Destroying Syria’s chemical weapons

Asmall team of chemical weapons specialists entered Syria last week and began the critical task of dismantling that country’s chemical weapons program and stockpiles. Fulfilling that assignment will not be easy.

There are no doubt compelling rationalizations — in the minds of the Syrian leadership — to have such an arsenal. And a civil war continues to be fought, creating an environment that makes implementation of the team’s task, no matter what Syrian intent, extremely difficult.

The successful completion of this mission is vital, however, as the ghastly films of the chemical weapons attacks earlier this year make appallingly clear.

There have been several allegations that chemical weapons have been used in the Syrian civil war, the most recent incident occurring Aug. 21 in the Damascus suburb of Ghouta. Some 1,400 people died. The grisly evidence of that attack — almost universally attributed to the government of Syrian President Bashir Assad, a charge it denies, — raised the specter of Western military strikes against Syria, a threat that prompted diplomats and the Damascus government to negotiate the destruction of its chemical weapons arms and infrastructure.

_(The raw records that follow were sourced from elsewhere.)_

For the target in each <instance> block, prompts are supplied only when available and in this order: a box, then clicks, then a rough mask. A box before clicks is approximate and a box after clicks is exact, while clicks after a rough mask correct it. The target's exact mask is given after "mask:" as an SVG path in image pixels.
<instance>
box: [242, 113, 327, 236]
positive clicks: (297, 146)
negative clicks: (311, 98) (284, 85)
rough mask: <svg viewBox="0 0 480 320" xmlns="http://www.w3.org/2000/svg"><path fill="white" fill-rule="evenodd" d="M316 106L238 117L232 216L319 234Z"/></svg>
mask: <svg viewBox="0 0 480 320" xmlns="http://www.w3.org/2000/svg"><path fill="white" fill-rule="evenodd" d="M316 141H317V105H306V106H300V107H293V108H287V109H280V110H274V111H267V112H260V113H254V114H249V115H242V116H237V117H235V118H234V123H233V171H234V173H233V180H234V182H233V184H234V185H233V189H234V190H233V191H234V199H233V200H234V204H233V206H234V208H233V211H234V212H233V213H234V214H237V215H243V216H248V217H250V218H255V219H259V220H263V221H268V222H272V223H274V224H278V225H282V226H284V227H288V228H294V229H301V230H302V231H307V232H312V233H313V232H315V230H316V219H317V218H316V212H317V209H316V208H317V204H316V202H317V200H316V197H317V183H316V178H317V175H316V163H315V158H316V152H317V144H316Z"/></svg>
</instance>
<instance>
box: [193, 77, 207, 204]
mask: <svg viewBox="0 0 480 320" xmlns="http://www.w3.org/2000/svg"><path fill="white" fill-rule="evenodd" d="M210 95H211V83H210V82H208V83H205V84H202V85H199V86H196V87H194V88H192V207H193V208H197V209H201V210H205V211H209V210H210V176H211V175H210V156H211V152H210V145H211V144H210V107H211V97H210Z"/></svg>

Ultimately the United Nations Security Council agreed to a program that would result in “the expeditious destruction of the Syrian Arab Republic’s chemical-weapons program and stringent verification thereof.”

As a first step in that process, nearly two dozen representatives from the Organization for the Prohibition of Chemical Weapons (OPCW) entered Syria on Oct. 1, driving from Beirut, Lebanon, because the road from the Damascus airport to the city center was considered too dangerous.

By Nov. 1, the inspection team, “using every means possible,” is to have overseen the destruction of the Syrian government’s ability to manufacture chemical weapons.

By the middle of 2014, the OPCW is supposed to have found, destroyed, dismantled or delivered into safekeeping Syria’s entire stock chemical-weapons agents and precursors, an arsenal that could be as large as 1,000 tons.

The task is, in the words of one inspector, “Herculean.” Nevertheless, OPCW Director General Ahmet Uzumcu considers the assignment “doable.”

The Syrian civil war is the most daunting obstacle. Destruction of chemical weapons will always be difficult. But that job has never been done in the midst of a violent conflict.

The inspectors will depend on the Syrian Army for protection as they go about their jobs. This poses problems of its own: Opposition forces may not discriminate between Syrian government units — units protecting chemical weapons inspectors and units without them — and the OPCW personnel may attract the attention of the rebels, as they will be signaling the presence of chemical munitions.

Opposition forces affiliated with al-Qaida would like nothing more than to acquire such weapons.

The second key challenge is ensuring that the Syrian government identifies all its weapons stocks. Reportedly Damascus has acknowledged 19 chemical weapons sites, a little more than one-third of the sites that Western intelligence agencies believe exist. Again, being dependent on the Syrian military for protection means that the inspectors will have little ability to challenge their hosts and guards if they feel they are not being given the entire picture.

Syria did not acquire chemical weapons to use against its own citizens. Those arms were intended to threaten Israel. Mr. Assad may believe that he can hide some stores as a hedge against its nuclear-armed neighbor.

The final problem is that the chemical weapons deal keeps Mr. Assad in power. It legitimizes him as a negotiating partner with the West, undercutting its previous insistence that he must go. The deal has infuriated the rebels, convincing them they must fight to the bloody end. Sadly Mr. Assad has shown no compunction against using every possible means to defeat his enemies.

The deal negotiated at the United Nations will do nothing to halt the horrific destruction he has visited upon the opposition by conventional means. The humanitarian disaster, with millions of Syrians uprooted and forced to flee, will continue.

Nevertheless, bringing Syria into the Chemical Weapons Convention — under the U.N. deal it becomes a member on Oct. 14 — is a valuable step forward. In addition to the elimination of its weapons, their components and the program infrastructure, Syria will have to account for how it acquired its arms, agents and any other assistance. This will be helpful in identifying and closing loopholes in the international regulatory regime.

Seven other countries remain outside the Chemical Weapons Convention. Four — Angola, South Africa, South Sudan and Myanmar — have not made it a priority. That thinking is understandable given the onerous reporting requirements.

Japan can help them overcome those difficulties, providing both money and training to help ensure that they do not become inadvertent participants in the chemical weapons trade.

Other holdouts may be harder to convince. North Korea has resisted inclusion in most arms control treaties and violated the ones it has signed. Egypt and Israel could use the Syrian case as an excuse to move forward on their own.

The final example is Taiwan, and while its relationship to any international arms control regime is problematic, creative solutions can be found. The deal with Syria is one such example of creative diplomacy.